Gus Rivqy Dukung Pengusutan Dugaan Fraud di PT Pos Indonesia hingga Tuntas
Anggota Komisi VI DPR RI, Rivqy Abdul Halim, menegaskan pentingnya pengusutan secara menyeluruh terhadap dugaan rekayasa laporan keuangan dan praktik fraud di PT Pos Indonesia yang saat ini tengah menjadi perhatian publik. Menurutnya, proses audit investigatif yang sedang berlangsung harus menjadi momentum untuk memperkuat tata kelola perusahaan pelat merah.
Gus Rivqy sapaan akrabnya, menyampaikan dukungannya terhadap langkah Danantara yang melakukan asesmen terhadap PT Pos Indonesia. Hasil asesmen tersebut kini ditindaklanjuti melalui audit investigatif bersama aparat penegak hukum guna memastikan ada atau tidaknya pelanggaran berdasarkan alat bukti yang memadai.
Menurutnya, pengungkapan dugaan penyimpangan merupakan bagian dari upaya membangun tata kelola Badan Usaha Milik Negara (BUMN) yang lebih transparan, akuntabel, dan profesional.

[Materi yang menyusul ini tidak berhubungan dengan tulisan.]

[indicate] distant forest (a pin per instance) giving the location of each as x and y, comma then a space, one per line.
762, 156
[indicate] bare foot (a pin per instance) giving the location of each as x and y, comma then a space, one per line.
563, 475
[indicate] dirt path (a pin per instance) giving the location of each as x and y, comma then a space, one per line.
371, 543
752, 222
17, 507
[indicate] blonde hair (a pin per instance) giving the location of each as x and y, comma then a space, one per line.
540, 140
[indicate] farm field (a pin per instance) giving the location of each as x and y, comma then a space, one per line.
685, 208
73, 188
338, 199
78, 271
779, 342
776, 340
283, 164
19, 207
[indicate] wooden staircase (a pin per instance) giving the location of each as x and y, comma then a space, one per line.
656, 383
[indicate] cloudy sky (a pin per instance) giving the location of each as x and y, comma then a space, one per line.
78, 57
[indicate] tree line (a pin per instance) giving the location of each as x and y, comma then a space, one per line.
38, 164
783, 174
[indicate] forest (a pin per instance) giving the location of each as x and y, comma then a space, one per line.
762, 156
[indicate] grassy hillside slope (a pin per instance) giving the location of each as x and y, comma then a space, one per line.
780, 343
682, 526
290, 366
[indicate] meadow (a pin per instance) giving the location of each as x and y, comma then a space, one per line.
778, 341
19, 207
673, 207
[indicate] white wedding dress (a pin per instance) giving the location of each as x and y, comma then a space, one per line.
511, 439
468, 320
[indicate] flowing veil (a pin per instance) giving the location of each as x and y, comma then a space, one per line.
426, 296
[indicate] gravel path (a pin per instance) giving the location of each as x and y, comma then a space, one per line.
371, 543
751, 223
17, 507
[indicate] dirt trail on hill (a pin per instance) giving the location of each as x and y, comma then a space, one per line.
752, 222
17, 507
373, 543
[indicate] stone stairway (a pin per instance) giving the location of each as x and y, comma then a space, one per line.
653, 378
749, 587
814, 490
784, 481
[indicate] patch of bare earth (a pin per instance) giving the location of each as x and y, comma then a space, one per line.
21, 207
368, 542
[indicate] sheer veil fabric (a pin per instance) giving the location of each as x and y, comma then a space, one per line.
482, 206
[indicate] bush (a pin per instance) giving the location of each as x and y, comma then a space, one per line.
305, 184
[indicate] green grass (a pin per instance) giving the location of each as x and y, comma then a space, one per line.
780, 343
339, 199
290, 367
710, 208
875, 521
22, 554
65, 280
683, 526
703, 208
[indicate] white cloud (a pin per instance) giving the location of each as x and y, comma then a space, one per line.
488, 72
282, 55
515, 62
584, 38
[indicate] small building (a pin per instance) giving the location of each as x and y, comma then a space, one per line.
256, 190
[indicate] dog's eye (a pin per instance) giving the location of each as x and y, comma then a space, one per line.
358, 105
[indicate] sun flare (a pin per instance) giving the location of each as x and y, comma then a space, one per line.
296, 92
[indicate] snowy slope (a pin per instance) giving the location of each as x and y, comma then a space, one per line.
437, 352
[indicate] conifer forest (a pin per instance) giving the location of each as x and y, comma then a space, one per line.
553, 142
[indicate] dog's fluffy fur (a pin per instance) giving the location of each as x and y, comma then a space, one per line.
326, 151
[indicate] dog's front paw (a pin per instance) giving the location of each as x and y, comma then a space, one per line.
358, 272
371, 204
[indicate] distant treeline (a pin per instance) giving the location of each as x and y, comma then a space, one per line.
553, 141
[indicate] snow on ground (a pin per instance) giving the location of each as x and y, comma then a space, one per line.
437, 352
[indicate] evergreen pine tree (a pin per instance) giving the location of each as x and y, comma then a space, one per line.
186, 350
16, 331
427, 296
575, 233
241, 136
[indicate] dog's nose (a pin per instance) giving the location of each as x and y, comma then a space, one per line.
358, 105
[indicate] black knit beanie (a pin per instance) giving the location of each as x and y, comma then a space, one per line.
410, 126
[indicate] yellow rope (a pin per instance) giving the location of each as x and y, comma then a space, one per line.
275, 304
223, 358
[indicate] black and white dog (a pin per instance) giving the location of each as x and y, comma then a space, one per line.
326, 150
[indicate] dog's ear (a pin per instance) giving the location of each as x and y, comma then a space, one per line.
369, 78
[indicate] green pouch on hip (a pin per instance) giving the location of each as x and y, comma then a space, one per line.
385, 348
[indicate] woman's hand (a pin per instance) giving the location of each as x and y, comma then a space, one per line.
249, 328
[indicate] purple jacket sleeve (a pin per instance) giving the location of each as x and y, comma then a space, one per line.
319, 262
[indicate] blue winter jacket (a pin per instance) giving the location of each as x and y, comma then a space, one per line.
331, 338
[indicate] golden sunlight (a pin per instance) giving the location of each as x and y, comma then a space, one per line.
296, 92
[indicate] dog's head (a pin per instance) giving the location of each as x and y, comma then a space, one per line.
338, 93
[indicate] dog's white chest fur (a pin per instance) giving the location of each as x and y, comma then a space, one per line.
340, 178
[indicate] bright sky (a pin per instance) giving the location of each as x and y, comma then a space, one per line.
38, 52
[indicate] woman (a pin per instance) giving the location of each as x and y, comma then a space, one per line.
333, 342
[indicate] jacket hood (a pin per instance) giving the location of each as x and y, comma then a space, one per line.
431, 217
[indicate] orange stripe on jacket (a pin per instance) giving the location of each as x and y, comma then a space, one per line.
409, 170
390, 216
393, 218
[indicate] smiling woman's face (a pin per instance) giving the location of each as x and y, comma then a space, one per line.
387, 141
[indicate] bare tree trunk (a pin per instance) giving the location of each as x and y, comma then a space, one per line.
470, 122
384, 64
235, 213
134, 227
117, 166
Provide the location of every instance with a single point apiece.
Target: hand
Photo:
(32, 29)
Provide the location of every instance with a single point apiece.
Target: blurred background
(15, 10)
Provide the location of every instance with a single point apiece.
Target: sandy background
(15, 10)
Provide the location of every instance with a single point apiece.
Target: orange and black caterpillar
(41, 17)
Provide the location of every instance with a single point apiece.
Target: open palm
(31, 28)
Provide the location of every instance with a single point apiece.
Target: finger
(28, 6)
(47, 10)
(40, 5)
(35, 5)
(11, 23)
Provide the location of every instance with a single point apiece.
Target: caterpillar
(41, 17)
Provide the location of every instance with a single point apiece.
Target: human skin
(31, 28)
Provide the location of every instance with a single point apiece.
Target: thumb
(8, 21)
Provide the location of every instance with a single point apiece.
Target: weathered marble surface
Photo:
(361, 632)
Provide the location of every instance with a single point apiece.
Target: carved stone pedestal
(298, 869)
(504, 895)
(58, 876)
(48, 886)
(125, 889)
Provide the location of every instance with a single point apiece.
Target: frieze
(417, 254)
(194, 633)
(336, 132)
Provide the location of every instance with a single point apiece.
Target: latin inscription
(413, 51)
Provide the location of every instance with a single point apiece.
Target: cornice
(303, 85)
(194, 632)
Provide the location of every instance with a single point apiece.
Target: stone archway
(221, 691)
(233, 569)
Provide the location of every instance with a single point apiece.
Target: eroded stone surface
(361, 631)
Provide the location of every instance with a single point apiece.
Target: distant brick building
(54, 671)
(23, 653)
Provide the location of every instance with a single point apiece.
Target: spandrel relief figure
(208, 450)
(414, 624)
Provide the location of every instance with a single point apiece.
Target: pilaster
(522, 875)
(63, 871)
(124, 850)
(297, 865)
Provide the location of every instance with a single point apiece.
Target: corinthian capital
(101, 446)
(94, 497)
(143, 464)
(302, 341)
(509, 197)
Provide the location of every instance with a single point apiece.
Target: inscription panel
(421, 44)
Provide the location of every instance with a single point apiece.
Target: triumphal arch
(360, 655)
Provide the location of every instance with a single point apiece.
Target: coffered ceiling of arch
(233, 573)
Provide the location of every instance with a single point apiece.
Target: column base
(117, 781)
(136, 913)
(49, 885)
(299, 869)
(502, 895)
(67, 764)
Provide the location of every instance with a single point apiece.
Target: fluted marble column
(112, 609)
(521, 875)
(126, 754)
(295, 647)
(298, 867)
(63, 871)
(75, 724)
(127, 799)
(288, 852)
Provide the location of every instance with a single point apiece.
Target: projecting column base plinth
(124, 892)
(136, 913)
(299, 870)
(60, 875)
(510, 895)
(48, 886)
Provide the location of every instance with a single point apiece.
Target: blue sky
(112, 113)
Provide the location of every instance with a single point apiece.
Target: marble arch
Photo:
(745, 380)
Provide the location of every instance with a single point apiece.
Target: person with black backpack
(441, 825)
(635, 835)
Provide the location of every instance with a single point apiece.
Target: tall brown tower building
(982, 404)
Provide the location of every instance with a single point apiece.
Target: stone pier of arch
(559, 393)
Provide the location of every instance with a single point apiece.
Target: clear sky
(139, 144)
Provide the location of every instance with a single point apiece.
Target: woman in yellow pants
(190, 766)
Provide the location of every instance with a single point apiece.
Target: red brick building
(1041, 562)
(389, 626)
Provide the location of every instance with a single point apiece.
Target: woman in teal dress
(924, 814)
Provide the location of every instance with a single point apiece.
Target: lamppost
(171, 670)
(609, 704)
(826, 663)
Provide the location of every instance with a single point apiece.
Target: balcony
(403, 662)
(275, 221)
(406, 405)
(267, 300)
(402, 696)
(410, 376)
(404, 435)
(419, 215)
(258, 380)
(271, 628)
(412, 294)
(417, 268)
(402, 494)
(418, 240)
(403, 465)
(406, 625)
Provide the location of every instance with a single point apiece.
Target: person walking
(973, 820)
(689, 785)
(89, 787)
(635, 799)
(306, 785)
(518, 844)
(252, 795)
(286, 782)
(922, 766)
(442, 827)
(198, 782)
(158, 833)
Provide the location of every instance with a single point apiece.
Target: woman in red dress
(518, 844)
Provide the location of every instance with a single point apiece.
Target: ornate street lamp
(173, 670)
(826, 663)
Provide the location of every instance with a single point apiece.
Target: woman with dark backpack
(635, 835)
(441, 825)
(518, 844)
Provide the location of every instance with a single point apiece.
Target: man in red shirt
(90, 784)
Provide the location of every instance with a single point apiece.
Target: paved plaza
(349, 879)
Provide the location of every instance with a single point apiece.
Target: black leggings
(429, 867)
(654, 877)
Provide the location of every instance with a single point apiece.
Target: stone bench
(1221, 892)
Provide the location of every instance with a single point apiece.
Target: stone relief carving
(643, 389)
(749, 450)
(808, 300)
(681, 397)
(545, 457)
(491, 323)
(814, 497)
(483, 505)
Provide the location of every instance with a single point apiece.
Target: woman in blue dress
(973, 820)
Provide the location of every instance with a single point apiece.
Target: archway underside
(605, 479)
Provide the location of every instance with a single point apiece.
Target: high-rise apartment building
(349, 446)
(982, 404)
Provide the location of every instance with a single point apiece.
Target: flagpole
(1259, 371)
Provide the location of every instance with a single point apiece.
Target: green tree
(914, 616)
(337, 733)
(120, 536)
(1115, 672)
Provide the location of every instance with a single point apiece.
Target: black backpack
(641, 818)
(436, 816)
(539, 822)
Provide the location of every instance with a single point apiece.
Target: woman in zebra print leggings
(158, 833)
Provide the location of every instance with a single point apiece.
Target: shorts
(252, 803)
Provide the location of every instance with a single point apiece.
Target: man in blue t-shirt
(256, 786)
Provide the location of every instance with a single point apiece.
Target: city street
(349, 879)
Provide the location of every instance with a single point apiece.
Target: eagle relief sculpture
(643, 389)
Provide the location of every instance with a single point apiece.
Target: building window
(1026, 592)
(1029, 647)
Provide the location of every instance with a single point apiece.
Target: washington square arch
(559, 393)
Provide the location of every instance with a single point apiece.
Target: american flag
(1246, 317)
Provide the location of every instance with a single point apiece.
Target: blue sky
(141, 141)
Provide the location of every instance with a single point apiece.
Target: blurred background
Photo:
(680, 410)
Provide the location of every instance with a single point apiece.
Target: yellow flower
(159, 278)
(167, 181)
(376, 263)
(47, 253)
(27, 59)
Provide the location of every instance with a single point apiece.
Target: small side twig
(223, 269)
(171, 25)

“Apabila benar terdapat dugaan rekayasa laporan keuangan dan praktik fraud yang berlangsung dalam waktu lama, maka kasus ini harus diusut hingga tuntas. Tidak boleh ada ruang bagi praktik yang merugikan perusahaan maupun negara,” ujarnya di Jakarta, Rabu (8/7/2026).
Ia menilai, pembenahan tata kelola di PT Pos Indonesia menjadi kebutuhan mendesak mengingat perusahaan tersebut memiliki posisi strategis dalam mendukung sistem logistik nasional. Dengan jaringan yang menjangkau hampir seluruh wilayah Indonesia, PT Pos Indonesia memiliki peran penting dalam distribusi barang, dokumen, layanan keuangan, hingga mendukung perkembangan UMKM dan ekonomi digital.
Ketua Umum DKP Panji Bangsa itu mengatakan, potensi besar yang dimiliki PT Pos Indonesia harus diimbangi dengan sistem pengelolaan perusahaan yang sehat agar mampu bersaing di tengah perkembangan industri logistik yang semakin kompetitif.
“PT Pos Indonesia memiliki jaringan yang sangat luas dan aset strategis yang tidak dimiliki banyak perusahaan lain. Potensi itu harus dijaga melalui tata kelola yang sehat, transparan, dan akuntabel. Karena itu, evaluasi secara menyeluruh menjadi kebutuhan mendesak agar perusahaan ini kembali sehat, kompetitif, dan mampu menjawab tantangan industri logistik yang semakin ketat,” tegas Gus Rivqy.
Lebih lanjut, ia menekankan bahwa audit investigatif tidak hanya bertujuan mengungkap dugaan pelanggaran, tetapi juga menjadi pijakan untuk melakukan reformasi kelembagaan dan memperbaiki sistem pengelolaan perusahaan secara menyeluruh.
“Proses hukum harus dihormati, namun yang tidak kalah penting adalah memastikan PT Pos Indonesia bangkit menjadi perusahaan yang sehat, profesional, dan mampu memberikan pelayanan terbaik kepada masyarakat. Jangan sampai persoalan tata kelola yang terjadi selama bertahun-tahun menggerus kepercayaan publik terhadap salah satu BUMN strategis kita,” ucapnya.
Sebagai mitra kerja Kementerian BUMN, Komisi VI DPR RI, kata Rivqy, akan terus mengawal proses pembenahan tata kelola BUMN agar mampu menjalankan fungsi pelayanan publik sekaligus meningkatkan daya saing nasional.
“Momentum ini harus menjadi titik balik pembenahan PT Pos Indonesia. Dengan tata kelola yang baik, perusahaan akan semakin kuat menopang sistem logistik nasional, meningkatkan pelayanan kepada masyarakat, serta memberikan kontribusi yang lebih besar bagi perekonomian Indonesia,” tutupnya.